Einleitung zu Paraschat Bereschit

Einleitung

Bevor die Tora vom Volk Jisrael und den vielen Gesetzen für das Volk Jisrael erzählt, beginnt sie am äußersten Anfang: am Anfang der Welt. Das hat zunächst mit Jisrael nichts zu tun, denn dass die Welt erschaffen worden ist, betrifft alle Menschen, egal welcher Religion oder welchem Volk sie angehören. Und doch ist es wichtig, dass die Tora, das Gesetzbuch der Juden, an diesem Anfang einsetzt. Denn es ist Gott, so erzählt die Tora, der den Jisraeliten die Gesetze gegeben hat, derselbe Gott, der mit seiner Macht die ganze Welt erschaffen hat. Auf diese Weise bekommt die Tora eine ganz besondere Rolle für das Volk Jisrael zugewiesen. Manche Rabbinen haben das sogar so ausgedrückt, dass sie sagten, die Welt sei überhaupt nur deshalb erschaffen worden, damit dem Volk Jisrael die Tora gegeben werden und damit das Volk Jisrael die Gesetze einhalten konnte und kann.
Und weil die Geschichte der Menschheit nicht nur eine glückliche und zufriedene Geschichte ist, sondern auch ihre Schattenseiten hat (wie die Geschichte vom Gan Eden und von Qain und Hevel zeigen), bedarf es der Tora nach umso mehr eines Volkes, das diese Tora einzuhalten bereit und bemüht ist.

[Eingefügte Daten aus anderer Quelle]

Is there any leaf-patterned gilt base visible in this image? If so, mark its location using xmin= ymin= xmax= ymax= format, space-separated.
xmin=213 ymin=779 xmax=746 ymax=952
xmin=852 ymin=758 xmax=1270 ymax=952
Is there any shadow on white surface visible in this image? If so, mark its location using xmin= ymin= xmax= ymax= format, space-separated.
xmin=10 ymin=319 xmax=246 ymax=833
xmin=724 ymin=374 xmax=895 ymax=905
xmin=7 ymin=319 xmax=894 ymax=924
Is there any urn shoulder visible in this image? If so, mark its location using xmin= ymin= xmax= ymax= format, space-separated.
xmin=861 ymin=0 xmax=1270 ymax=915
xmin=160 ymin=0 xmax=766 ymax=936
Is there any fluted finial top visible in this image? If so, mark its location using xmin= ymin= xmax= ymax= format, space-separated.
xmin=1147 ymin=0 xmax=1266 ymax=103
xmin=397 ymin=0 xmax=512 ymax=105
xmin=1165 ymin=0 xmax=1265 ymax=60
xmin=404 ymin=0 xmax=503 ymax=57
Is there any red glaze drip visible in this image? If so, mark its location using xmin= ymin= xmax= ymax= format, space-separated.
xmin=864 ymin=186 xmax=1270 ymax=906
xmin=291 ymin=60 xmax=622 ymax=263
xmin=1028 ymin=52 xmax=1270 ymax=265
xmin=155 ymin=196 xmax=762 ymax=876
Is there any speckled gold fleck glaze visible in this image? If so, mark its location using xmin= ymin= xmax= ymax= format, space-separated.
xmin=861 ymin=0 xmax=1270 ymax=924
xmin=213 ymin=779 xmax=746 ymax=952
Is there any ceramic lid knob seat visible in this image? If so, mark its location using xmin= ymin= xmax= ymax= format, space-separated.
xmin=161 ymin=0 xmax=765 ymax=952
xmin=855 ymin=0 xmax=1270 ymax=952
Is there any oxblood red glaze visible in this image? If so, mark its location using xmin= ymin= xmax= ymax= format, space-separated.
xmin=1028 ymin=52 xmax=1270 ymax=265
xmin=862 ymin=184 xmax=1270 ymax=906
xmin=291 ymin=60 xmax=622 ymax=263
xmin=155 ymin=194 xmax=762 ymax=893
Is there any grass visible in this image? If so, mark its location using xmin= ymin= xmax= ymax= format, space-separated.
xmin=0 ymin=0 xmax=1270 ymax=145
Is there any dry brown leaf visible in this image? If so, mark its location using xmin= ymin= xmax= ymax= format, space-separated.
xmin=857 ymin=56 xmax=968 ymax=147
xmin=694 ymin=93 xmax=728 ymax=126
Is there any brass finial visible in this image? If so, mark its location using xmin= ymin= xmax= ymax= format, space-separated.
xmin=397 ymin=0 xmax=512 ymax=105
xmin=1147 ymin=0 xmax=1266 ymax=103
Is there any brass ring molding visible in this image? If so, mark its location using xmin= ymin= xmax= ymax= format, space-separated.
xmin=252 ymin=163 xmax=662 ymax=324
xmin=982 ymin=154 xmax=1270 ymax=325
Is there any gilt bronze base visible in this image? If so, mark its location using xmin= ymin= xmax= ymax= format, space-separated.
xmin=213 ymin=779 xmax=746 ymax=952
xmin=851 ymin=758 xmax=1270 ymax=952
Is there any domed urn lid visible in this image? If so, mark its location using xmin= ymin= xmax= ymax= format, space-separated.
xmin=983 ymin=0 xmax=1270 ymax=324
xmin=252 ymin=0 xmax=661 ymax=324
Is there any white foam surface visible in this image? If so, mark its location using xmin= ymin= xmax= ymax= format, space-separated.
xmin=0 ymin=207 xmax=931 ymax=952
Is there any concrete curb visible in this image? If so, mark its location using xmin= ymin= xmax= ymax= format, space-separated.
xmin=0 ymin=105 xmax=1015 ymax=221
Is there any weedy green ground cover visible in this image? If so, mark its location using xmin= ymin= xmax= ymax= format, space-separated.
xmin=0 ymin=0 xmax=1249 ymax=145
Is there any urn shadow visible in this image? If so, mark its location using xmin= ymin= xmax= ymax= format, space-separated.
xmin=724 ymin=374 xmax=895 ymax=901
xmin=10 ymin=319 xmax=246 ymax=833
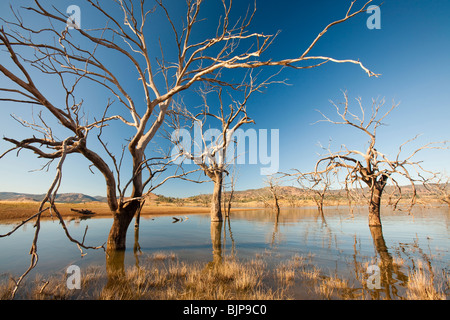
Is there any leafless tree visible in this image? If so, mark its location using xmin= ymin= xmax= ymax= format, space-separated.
xmin=296 ymin=170 xmax=333 ymax=216
xmin=306 ymin=92 xmax=446 ymax=226
xmin=264 ymin=175 xmax=281 ymax=214
xmin=425 ymin=174 xmax=450 ymax=209
xmin=171 ymin=71 xmax=283 ymax=221
xmin=223 ymin=164 xmax=238 ymax=217
xmin=0 ymin=0 xmax=378 ymax=282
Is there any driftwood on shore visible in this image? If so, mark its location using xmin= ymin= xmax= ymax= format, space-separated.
xmin=70 ymin=209 xmax=95 ymax=215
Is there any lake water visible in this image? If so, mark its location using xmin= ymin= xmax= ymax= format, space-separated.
xmin=0 ymin=207 xmax=450 ymax=299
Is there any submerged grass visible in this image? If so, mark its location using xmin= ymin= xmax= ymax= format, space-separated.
xmin=0 ymin=252 xmax=450 ymax=300
xmin=0 ymin=253 xmax=289 ymax=300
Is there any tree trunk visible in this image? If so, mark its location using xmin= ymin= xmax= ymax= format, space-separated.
xmin=107 ymin=201 xmax=140 ymax=251
xmin=369 ymin=185 xmax=383 ymax=227
xmin=211 ymin=172 xmax=223 ymax=222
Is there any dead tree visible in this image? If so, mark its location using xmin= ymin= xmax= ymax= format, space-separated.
xmin=170 ymin=72 xmax=283 ymax=222
xmin=312 ymin=92 xmax=446 ymax=226
xmin=425 ymin=175 xmax=450 ymax=209
xmin=264 ymin=175 xmax=281 ymax=212
xmin=0 ymin=0 xmax=377 ymax=266
xmin=295 ymin=171 xmax=332 ymax=216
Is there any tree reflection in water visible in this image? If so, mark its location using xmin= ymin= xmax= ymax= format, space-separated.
xmin=94 ymin=210 xmax=446 ymax=300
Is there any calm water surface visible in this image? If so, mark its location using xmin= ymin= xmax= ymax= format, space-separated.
xmin=0 ymin=207 xmax=450 ymax=298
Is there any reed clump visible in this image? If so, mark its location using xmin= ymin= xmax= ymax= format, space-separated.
xmin=13 ymin=253 xmax=289 ymax=300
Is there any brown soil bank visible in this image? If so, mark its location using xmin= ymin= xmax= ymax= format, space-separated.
xmin=0 ymin=201 xmax=218 ymax=221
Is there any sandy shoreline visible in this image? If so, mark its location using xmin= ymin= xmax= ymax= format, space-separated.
xmin=0 ymin=201 xmax=264 ymax=223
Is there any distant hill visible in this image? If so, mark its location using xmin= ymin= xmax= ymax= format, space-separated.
xmin=0 ymin=192 xmax=106 ymax=203
xmin=0 ymin=185 xmax=442 ymax=203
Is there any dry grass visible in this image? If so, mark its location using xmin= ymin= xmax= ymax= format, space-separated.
xmin=0 ymin=252 xmax=450 ymax=300
xmin=406 ymin=260 xmax=450 ymax=300
xmin=0 ymin=252 xmax=288 ymax=300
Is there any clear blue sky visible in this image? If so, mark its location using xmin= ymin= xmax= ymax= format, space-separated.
xmin=0 ymin=0 xmax=450 ymax=196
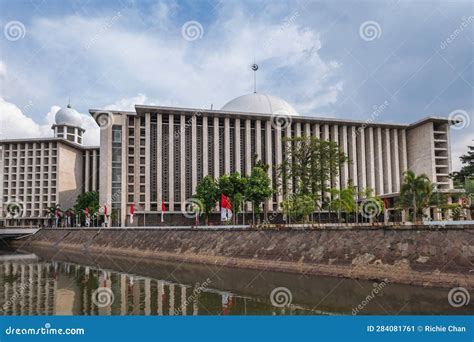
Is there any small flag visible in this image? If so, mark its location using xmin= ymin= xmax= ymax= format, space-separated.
xmin=104 ymin=204 xmax=109 ymax=225
xmin=383 ymin=198 xmax=389 ymax=209
xmin=221 ymin=194 xmax=232 ymax=221
xmin=130 ymin=203 xmax=135 ymax=223
xmin=86 ymin=208 xmax=91 ymax=227
xmin=161 ymin=201 xmax=166 ymax=222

Die Tora selbst geht aber behutsam Schritt für Schritt vor: Zunächst erzählt sie von der Urgeschichte und stellt damit eine allgemeine Situation der Menschheit dar, dann erzählt sie von den Stammeltern, von denen dann das Volk Jisrael abstammt, dem später die Tora am Berg Sinai gegeben wird.

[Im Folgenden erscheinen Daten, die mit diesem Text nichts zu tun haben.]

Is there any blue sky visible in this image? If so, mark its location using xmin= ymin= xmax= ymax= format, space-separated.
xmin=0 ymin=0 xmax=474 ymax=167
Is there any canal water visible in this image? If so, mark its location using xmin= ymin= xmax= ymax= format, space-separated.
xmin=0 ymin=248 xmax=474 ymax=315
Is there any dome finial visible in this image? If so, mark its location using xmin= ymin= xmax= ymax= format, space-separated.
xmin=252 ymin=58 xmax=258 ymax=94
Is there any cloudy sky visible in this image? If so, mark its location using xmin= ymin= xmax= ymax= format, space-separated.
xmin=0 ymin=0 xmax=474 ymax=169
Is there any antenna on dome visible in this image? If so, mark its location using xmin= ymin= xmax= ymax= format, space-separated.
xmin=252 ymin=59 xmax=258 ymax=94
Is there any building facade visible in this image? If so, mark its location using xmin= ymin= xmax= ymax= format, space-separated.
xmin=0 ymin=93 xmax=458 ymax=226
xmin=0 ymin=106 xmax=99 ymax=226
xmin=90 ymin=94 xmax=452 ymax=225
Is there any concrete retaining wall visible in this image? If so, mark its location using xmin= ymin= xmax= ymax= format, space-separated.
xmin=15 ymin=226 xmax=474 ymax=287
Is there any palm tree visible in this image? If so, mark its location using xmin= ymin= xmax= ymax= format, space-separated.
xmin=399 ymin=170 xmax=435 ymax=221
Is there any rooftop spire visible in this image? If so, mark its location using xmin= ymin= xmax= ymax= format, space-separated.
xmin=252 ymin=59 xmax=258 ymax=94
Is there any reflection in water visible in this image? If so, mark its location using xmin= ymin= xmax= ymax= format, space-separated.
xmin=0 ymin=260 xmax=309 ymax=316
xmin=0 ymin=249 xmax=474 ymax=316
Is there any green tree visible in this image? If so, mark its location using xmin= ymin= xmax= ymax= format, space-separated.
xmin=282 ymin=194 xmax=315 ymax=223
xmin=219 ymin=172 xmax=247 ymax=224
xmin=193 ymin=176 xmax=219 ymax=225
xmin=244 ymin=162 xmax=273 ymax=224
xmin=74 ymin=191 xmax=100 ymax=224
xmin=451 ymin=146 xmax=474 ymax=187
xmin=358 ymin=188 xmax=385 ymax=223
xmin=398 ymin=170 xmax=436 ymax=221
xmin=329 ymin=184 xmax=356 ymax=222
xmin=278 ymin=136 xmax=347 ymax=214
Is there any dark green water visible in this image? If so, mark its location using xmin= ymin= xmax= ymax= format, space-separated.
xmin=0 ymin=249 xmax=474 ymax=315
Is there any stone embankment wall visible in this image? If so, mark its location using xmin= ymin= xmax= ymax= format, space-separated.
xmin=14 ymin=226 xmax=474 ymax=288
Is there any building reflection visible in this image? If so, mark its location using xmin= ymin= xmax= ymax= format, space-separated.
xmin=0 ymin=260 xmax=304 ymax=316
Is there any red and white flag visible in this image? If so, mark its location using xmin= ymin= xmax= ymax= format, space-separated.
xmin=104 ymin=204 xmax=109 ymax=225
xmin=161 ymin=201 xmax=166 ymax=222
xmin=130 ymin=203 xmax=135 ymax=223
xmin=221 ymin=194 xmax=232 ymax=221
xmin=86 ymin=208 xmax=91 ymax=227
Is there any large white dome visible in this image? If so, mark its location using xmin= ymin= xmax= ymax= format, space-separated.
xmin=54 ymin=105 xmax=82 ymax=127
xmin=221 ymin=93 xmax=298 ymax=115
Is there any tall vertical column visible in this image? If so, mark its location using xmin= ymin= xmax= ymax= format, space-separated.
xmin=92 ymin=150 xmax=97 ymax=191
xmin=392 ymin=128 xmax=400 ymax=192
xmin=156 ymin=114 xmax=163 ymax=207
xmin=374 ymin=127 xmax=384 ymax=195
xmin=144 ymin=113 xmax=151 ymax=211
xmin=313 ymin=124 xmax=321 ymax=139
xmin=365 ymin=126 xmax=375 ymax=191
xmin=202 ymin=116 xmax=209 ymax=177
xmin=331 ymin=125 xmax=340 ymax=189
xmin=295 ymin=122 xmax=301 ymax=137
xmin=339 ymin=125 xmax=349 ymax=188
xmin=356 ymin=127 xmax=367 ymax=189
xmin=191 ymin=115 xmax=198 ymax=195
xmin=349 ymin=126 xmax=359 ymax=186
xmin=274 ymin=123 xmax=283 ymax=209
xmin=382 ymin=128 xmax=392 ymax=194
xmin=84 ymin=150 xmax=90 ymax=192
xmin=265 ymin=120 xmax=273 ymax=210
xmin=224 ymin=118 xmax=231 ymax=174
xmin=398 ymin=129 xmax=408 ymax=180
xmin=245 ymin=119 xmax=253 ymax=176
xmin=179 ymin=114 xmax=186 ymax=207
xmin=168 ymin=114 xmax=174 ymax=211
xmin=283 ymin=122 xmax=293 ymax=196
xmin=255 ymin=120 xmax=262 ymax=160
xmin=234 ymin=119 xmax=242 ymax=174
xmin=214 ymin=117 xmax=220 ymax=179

Die Tora will kein naturwissenschaftlicher Bericht sein und nicht davon erzählen, wie die Welt im Einzelnen entstanden ist. Ihr geht es allein darum, wie die Gesetzgebung am Berg Sinai ins Verhältnis zur Welt insgesamt gebracht werden kann. Deshalb sagt auch Raschi: Um der Tora willen wird die Welt erschaffen, und er stellt weiter fest, dass die Tora die Erschaffung der Welt nur in Bezug auf Jisrael erzählt. Die Erzählung von der Erschaffung der Welt hat also keinen eigenständigen Wert, etwa um zu wissen, wie die Welt erschaffen wurde. Raschi bezieht daher einzelne Aussagen immer wieder auf das Leben der Jisraeliten (z.B. sind die Gestirne für die späteren Festtage der Jisraeliten geschaffen worden; das Wort „Wimmeln“ wird später zur Unterscheidung bei erlaubten Tieren wichtig usw.).